McKenzie was released from the hospital Monday, but she still is on oxygen at home. She hopes to be off the oxygen this weekend or only use it when she is doing activities. Although she is home now, McKenzie continues to experience extreme fatigue and some coughing. She was amazed at how sore her entire body is after being hospitalized.
“My C-sections were a breeze compared to this. I don’t know if I fought that hard when I was coming down or going out. I have zero core strength left. It’s crazy,” she said.
McKenzie will go through physical therapy at home, and she has been advised not to even consider returning to work until after the new year. She hopes to be able to attend a practice or performance for the Amherst dance team, but she plans to just listen to her body and take it easy.

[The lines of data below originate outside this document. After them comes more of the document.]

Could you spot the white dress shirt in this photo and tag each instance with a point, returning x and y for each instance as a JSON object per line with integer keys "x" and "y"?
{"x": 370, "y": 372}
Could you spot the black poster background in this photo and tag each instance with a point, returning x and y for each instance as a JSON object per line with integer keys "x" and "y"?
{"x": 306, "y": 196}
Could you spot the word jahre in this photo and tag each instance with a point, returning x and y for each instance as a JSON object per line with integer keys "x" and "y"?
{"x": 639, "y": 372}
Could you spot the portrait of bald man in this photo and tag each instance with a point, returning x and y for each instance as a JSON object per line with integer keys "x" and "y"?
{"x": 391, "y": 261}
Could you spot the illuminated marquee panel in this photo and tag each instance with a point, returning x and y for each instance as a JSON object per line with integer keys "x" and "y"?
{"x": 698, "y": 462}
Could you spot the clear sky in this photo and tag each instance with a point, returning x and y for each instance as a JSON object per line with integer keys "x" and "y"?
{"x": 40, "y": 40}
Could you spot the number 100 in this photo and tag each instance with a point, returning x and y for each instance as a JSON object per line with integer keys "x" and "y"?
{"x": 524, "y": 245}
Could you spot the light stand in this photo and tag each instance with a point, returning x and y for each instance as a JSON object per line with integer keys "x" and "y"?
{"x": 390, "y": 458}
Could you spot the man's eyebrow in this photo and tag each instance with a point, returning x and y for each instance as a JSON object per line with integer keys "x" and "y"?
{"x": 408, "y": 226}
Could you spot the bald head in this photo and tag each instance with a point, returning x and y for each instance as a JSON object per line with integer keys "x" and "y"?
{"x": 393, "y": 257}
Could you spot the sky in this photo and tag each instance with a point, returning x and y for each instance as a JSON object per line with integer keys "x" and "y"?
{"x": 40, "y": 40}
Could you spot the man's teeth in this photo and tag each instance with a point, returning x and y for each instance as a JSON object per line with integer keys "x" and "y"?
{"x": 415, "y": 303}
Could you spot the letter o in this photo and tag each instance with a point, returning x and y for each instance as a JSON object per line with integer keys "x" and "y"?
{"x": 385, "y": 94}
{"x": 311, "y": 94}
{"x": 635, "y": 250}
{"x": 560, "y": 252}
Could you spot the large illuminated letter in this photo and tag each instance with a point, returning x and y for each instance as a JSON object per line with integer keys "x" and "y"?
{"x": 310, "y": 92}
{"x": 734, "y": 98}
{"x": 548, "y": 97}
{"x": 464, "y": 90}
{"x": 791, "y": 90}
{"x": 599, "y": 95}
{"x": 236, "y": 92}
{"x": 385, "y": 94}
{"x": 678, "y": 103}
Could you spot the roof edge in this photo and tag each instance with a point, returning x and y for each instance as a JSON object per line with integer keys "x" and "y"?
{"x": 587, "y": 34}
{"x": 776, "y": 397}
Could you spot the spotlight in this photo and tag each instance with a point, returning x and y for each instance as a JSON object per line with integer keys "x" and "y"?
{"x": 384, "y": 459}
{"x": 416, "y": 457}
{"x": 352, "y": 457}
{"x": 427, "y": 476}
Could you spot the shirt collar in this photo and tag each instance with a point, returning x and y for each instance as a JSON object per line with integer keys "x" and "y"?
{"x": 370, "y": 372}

The Kohlers’ kids were able to return home Wednesday, and no one else in the family has caught the virus. Terry works for US Foods and will be quarantining for the next two weeks at home.
Family, friends and the community have rallied around the Kohlers, providing meals, starting a prayer chain and creating a GoFundMe to help the family with expenses. Seeing a young, healthy woman be hit so hard by the virus has also put things into perspective for some people, McKenzie said.
“I’ve heard more people say that my situation has made it more real to them than it ever had before. They know someone who got taken out by it for no reason. It’s not like I’m a 70-year-old smoker, or have underlying health conditions, or had a kidney transplant in the past. I was healthy before that,” she said.
She understands how masks can be a hot-button topic for many people, but she wants people to think about what it would be like if they or a loved one were to get sick from the virus before getting upset about masks.
“That stupid mask in Hy-Vee or Walmart, that is going to hurt a lot less than a breathing tube going down your throat. It doesn’t care who you are, what your health status is, if you have small children at home. There was no reason for me to go down like I did, but it just came after me,” she said.